The fault is mine, as the articles use the phrase "moral law" as opposed to "ten commandments." Maybe I am mistaken, but I am sure I have seen some versions of the 39 Articles that use "ten commandments." It is more likely that I have misremembered them, however.

Ahhh, I see now. Thank you. So your concern is with the fact that "the Commandments" is qualified by the phrase "which are called moral," as if there is at least one Commandment (capital "C") that is not moral. Is that correct?
 
I was recently talking to my father, a strongly convinced dispensationalist, about the death penalty. Dad said the death penalty does not apply today because "we are not under the law but under grace". I tried to explain the Reformed view of the moral law, and Dad said, in a slightly astonished tone, if you believe that you would have to believe in the Sabbath!!

It is sad how dispensationalism distorts these important truths.
 
Yes, that is what I am driving at.

The edition in James Dennison's Reformed Confessions of the 16th and 17th Centuries has: "no Christian man whatsoever is free from the obedience of the commandments [little "c"] which are called moral." I'm not sure what we should do with Leigh's words with regard to this, and I don't know how we could determine is any light would be shed, especially considering the fact that when the Articles were penned, Leigh's parents probably weren't even born. It also looks like he wrote his Body of Divinity a few years after the Westminster Assembly (in 1654).

What were Anglicans' general view on the Sabbath before Westminster? For help interpreting the Articles on the Moral Law, would it be better to go to someone like Ussher? I know he was Church of Ireland, but I am also aware of his wide-reaching influence, even upon Westminster.

It is sad how dispensationalism distorts these important truths.
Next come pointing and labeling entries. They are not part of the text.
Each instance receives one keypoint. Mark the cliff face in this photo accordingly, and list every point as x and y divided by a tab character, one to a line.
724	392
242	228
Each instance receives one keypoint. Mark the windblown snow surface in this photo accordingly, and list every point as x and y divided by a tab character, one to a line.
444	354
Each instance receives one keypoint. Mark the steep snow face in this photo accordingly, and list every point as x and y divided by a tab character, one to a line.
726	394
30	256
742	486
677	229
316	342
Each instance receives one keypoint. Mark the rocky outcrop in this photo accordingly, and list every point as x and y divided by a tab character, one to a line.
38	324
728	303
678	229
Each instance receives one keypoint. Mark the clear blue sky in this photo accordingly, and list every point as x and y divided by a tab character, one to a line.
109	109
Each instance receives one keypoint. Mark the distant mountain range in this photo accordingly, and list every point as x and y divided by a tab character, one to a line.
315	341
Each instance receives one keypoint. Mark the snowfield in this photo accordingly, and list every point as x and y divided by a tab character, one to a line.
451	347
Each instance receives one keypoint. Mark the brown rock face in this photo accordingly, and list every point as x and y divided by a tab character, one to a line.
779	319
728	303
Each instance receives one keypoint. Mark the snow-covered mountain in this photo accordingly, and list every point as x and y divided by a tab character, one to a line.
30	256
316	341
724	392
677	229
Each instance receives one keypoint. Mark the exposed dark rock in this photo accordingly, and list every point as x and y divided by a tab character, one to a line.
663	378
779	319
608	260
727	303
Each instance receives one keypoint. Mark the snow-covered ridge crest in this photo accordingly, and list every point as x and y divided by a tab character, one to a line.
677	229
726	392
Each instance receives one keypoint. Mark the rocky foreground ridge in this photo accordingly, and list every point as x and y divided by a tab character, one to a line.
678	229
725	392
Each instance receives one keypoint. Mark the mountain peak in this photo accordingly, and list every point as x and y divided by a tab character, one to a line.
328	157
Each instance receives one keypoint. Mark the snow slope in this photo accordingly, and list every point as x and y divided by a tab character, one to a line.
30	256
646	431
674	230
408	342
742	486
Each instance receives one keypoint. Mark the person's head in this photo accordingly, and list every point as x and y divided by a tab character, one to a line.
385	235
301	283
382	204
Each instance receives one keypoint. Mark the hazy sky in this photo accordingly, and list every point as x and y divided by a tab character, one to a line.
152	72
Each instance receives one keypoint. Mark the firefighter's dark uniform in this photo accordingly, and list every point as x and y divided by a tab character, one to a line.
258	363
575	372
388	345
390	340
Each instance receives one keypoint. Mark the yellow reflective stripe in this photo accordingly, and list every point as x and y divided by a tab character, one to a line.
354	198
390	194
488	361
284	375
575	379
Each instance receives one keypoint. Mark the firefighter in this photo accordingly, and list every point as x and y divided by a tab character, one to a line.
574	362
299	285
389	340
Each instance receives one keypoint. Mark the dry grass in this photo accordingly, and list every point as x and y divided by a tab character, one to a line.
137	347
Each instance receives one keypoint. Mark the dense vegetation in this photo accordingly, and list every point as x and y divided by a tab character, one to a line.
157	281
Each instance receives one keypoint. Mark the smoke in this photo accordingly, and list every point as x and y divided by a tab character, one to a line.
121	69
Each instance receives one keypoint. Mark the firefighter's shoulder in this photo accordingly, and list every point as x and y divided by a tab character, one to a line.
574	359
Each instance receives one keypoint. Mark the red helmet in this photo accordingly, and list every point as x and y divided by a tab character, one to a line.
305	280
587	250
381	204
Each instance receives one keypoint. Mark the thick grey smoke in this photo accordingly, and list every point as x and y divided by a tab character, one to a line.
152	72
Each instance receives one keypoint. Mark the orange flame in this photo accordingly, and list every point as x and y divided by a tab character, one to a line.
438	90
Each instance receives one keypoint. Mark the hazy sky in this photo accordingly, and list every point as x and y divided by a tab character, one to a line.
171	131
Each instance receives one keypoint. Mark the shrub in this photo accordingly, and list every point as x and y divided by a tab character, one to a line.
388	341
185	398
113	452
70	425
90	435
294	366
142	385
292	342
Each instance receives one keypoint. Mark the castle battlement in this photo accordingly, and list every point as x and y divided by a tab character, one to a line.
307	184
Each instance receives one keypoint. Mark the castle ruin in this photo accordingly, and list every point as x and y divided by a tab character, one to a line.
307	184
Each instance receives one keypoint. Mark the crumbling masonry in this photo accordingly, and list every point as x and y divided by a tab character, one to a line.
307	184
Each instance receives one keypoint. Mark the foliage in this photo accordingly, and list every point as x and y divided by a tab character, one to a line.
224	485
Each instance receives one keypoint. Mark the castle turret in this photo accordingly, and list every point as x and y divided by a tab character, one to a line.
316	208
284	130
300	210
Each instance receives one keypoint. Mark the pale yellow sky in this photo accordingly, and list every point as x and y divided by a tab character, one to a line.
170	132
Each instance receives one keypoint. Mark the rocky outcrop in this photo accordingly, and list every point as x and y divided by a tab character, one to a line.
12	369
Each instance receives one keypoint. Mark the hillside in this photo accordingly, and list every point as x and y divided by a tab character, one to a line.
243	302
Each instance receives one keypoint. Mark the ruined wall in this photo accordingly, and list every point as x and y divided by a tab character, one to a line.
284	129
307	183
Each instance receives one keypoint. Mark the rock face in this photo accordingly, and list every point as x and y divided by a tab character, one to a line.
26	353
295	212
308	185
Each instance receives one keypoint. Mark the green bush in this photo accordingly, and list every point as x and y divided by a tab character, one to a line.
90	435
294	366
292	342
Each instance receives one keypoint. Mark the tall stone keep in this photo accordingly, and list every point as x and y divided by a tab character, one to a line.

"Distorts" might be too mild a word.
 
The Westminster Assembly altered article 7 by adding a last line right after the line in question. "By the moral law, we understand all the Ten Commandments taken in their full extent." "By the moral law, we understand all the Ten Commandments taken in their full extent."
I wonder if they were afraid some would argue the fourth was not moral or if in fact some so argued that? The minutes of the assembly begin with session 76, the earlier minutes not surviving apparently and thus nothing on article 7. I also did not see anything in the published text of Lightfoot's
The fault is mine, as the articles use the phrase "moral law" as opposed to "ten commandments." Maybe I am mistaken, but I am sure I have seen some versions of the 39 Articles that use "ten commandments." It is more likely that I have misremembered them, however.
 
Yep; I should have remembered. That was exactly Thomas Rogers interpretation he put on the seventh article and in his updated exposition he explicitly ties the "error" of thinking the fourth is not ceremonial to Nicholas Bownd. Read to the top of page 90 if you follow the link.
The Westminster Assembly altered article 7 by adding a last line right after the line in question. "By the moral law, we understand all the Ten Commandments taken in their full extent." "By the moral law, we understand all the Ten Commandments taken in their full extent."
I wonder if they were afraid some would argue the fourth was not moral or if in fact some so argued that? The minutes of the assembly begin with session 76, the earlier minutes not surviving apparently and thus nothing on article 7. I also did not see anything in the published text of Lightfoot's
 
"Distorts" might be too mild a word.
Taylor, no doubt you are right. But I try to be charitable to Calvinistic Dispensations taught by MacArthur and/or the Masters Seminary. They share a degree of hermeneutical framework in common with Reformed theology. Yet I equally have to say their dispensationalism undermines the Reformation emphasis they teach. In this regard, in the past I have become annoyed with some Reformed Baptists who think they have more in common with Calvinistic dispensationalists than Reformed Paedobaptists!

You noted Isa 56:2 in your OP:
“How blessed is the man who does this,
And the son of man who takes hold of it;
Who keeps from profaning the sabbath,"

If only all Dispensationalists would take this seriously.